Week 1, Day 3: I drive into The Building I Park At and park.  So far so good!  I go down and wait for the shuttle to take me to The Building I Work At. (These shuttles are private shuttles just for my organization for the safety and comfort of people--particularly interns--to get to and from the myriad of locations).  It comes right on time and I get in.  It had been a particularly stressful week at work, and it was my colleague's birthday, so I had made cupcakes and was trying to balance my purse, the cupcakes, my jacket, and climbing into and out of the shuttle, so I sat in front.   I was the only one there, aside from PK, the driver.  "This is easy," I think.  "This is totally going to work out.  No chicken incidents, no weed whackers, no bad pick up lines...I got this!"
PK**, the shuttle driver gets in.  "How you doin'?" he asks.  As an aside, there were issues with PK I had heard about from other interns.  PK asking personal questions, asking for money, asking where they lived, what types of cars they drove, if they were married...these things had been reported to our training director about a week before.

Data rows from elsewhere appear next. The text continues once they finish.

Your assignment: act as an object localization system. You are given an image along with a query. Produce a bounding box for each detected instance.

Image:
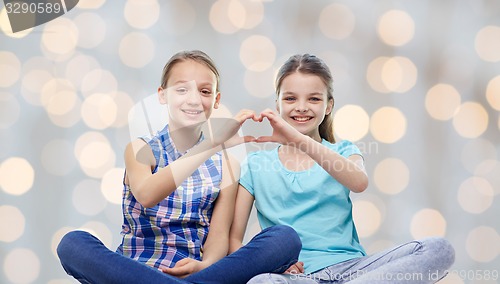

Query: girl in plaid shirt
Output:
[58,50,301,283]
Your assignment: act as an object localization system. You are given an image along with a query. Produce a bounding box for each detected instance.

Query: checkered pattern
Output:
[117,125,222,267]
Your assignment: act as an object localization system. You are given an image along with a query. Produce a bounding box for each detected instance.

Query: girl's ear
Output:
[158,87,168,105]
[326,99,333,115]
[214,92,220,109]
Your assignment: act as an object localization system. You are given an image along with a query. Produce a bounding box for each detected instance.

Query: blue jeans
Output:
[248,238,455,284]
[57,225,302,284]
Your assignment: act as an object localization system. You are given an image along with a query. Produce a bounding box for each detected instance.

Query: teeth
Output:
[183,110,201,114]
[293,117,311,121]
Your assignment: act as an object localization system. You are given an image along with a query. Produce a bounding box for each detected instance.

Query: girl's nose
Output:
[186,88,201,105]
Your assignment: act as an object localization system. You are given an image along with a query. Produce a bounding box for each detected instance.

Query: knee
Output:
[57,231,88,262]
[270,225,302,257]
[422,237,455,269]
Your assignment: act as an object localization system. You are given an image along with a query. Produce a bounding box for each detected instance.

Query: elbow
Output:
[350,175,368,193]
[228,238,243,255]
[132,191,158,208]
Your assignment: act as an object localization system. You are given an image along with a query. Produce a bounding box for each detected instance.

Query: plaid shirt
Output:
[117,125,222,268]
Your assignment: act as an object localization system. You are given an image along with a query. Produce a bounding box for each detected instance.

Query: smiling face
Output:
[158,59,220,129]
[276,72,333,140]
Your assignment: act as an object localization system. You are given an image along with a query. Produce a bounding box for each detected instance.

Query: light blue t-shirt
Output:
[240,140,366,273]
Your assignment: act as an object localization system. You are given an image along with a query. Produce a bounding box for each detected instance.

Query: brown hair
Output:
[160,50,220,92]
[275,53,335,143]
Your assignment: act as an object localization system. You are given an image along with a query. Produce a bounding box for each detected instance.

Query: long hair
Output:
[275,53,335,143]
[160,50,220,92]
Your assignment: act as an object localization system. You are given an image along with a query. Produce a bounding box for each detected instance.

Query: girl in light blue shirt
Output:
[230,54,454,283]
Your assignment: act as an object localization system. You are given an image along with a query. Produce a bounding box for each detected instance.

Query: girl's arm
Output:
[257,109,368,192]
[198,153,240,267]
[125,139,220,207]
[162,152,240,277]
[229,184,254,254]
[125,110,256,207]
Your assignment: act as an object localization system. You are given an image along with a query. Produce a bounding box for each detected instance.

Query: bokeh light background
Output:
[0,0,500,284]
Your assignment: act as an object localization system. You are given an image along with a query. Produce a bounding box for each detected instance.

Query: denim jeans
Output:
[248,238,455,284]
[57,225,302,284]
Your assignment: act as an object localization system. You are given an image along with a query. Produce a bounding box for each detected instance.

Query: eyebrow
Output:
[283,91,323,97]
[172,80,213,87]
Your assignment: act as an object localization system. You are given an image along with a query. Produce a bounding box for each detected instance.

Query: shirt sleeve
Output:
[240,153,254,196]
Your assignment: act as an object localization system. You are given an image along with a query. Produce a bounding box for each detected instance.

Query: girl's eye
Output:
[201,89,212,96]
[175,88,187,94]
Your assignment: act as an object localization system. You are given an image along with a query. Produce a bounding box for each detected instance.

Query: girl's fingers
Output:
[254,136,278,143]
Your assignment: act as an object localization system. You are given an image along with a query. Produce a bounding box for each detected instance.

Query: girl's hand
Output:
[209,109,260,148]
[255,109,303,146]
[285,261,304,274]
[161,258,206,278]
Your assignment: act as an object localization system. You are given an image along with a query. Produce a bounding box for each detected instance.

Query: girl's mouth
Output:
[292,116,312,122]
[181,109,203,115]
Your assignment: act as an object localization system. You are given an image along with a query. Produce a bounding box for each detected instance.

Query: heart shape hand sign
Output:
[206,109,303,148]
[3,0,79,33]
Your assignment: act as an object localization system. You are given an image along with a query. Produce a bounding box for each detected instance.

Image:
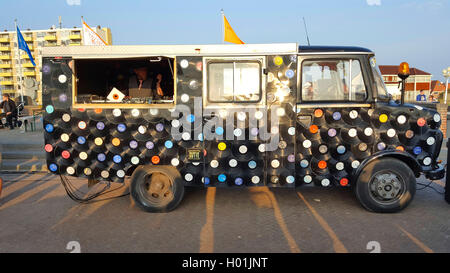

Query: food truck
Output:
[42,43,445,212]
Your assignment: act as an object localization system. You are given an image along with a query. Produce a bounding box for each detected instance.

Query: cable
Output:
[416,180,445,195]
[59,175,130,204]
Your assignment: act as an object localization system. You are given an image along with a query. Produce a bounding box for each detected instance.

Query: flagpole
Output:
[220,9,225,44]
[14,19,24,106]
[81,16,86,45]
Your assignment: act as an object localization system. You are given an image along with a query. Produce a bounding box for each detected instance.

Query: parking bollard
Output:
[445,138,450,204]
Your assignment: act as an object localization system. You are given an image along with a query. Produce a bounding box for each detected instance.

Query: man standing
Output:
[0,94,16,130]
[128,65,162,99]
[416,90,427,102]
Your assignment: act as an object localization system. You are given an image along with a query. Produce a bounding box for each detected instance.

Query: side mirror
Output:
[397,62,409,104]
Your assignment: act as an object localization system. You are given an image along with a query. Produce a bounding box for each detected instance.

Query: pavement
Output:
[0,115,450,253]
[0,173,450,253]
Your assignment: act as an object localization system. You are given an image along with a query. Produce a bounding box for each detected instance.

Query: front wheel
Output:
[130,166,184,212]
[355,158,416,212]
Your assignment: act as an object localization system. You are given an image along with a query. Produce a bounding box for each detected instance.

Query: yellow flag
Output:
[223,15,244,44]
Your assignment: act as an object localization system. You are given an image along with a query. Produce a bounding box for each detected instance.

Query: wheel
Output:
[130,166,184,212]
[355,158,416,212]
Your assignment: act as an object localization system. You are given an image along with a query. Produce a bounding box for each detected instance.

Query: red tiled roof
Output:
[431,80,445,92]
[379,65,431,75]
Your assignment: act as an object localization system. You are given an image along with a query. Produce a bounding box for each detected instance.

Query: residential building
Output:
[0,26,112,104]
[379,65,432,101]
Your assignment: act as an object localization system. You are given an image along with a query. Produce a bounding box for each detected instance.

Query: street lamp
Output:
[442,66,450,104]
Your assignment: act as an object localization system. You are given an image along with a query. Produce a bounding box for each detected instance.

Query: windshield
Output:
[370,57,388,98]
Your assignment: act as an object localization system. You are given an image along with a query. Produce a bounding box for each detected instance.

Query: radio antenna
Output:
[303,17,311,46]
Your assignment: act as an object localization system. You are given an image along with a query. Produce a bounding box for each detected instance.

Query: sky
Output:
[0,0,450,81]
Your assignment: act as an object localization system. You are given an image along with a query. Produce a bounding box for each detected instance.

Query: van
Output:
[42,43,445,212]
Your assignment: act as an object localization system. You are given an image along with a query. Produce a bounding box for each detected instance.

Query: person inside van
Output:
[302,82,314,100]
[128,65,161,99]
[416,90,427,102]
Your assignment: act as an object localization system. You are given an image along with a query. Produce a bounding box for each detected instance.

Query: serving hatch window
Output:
[302,59,367,101]
[207,61,261,103]
[74,57,174,105]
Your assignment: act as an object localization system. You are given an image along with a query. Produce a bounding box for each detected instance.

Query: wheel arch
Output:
[354,151,422,179]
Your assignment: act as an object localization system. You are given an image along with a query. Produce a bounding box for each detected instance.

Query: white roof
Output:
[42,43,298,59]
[386,85,402,95]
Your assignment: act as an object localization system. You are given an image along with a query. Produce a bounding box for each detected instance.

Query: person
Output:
[128,65,161,99]
[0,94,17,130]
[303,82,314,100]
[154,73,170,97]
[416,90,427,102]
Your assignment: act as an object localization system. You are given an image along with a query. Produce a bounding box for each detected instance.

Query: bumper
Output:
[425,164,445,180]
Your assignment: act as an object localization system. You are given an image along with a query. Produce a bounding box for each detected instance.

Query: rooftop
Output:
[379,65,431,76]
[298,46,373,53]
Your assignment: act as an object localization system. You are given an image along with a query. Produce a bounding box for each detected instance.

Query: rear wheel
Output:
[355,158,416,212]
[130,166,184,212]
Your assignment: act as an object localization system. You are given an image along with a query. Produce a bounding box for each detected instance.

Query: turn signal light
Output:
[398,62,409,79]
[339,177,348,187]
[152,155,160,165]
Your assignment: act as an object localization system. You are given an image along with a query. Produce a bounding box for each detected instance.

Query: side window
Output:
[207,61,261,103]
[302,59,367,101]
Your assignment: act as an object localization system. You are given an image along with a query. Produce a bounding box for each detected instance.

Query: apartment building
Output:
[0,26,112,104]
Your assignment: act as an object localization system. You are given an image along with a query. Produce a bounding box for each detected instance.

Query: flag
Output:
[17,27,36,66]
[222,14,244,44]
[81,19,108,45]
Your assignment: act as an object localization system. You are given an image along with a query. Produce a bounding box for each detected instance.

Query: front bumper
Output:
[425,164,445,180]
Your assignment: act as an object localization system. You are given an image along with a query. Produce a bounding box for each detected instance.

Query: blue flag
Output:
[17,27,36,66]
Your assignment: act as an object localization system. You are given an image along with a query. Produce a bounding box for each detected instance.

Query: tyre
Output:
[354,158,416,213]
[130,166,184,212]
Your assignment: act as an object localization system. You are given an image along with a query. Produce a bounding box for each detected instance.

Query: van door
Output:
[296,55,374,186]
[203,56,266,187]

"I'm good, PK.  How are you?"  I know PK from riding the shuttle between buildings when I have to go other places for meetings.
"I'm jus' fine.  Those look good," he says, eyeing my cupcakes.

"Want one?" I ask.

"Yeah," he says, enthusiastically.  I laugh and give him a cupcake, which he eats half of before we start driving.  "That's real good," he tells me.  "If this work thing don't work out for you, you start a cupcake store and let me know where it at, mmkay?"
"Sounds like a plan," I say.  We ride in silence for a few moments as we start driving through downtown.  The streets we take, I have to say, are sketchy.  Adult movie theaters, sex shops, unlabeled buildings with people always hanging out outside of them, and rehab buildings make up the entire street, with a few churches and boarded up buildings thrown in in-between. 

"I don' usually see you in the morning," PK says. 
"No," I say.  "I used to take the metro, but I'll be driving to work from here on out, so you'll be seeing me more regularly."

"Why you stop takin' the metro?" he asked.
"Well," I said, "honestly, it was just kind of...sketchy.  I just didn't feel very safe."

"What do you mean, sketchy?" he asked.
"You know...just kind of...sketchy.  It made me uncomfortable.  I never felt very safe."
"I feel you," he said.  "That's why I always carry a blade on me."  I didn't say anything for a moment.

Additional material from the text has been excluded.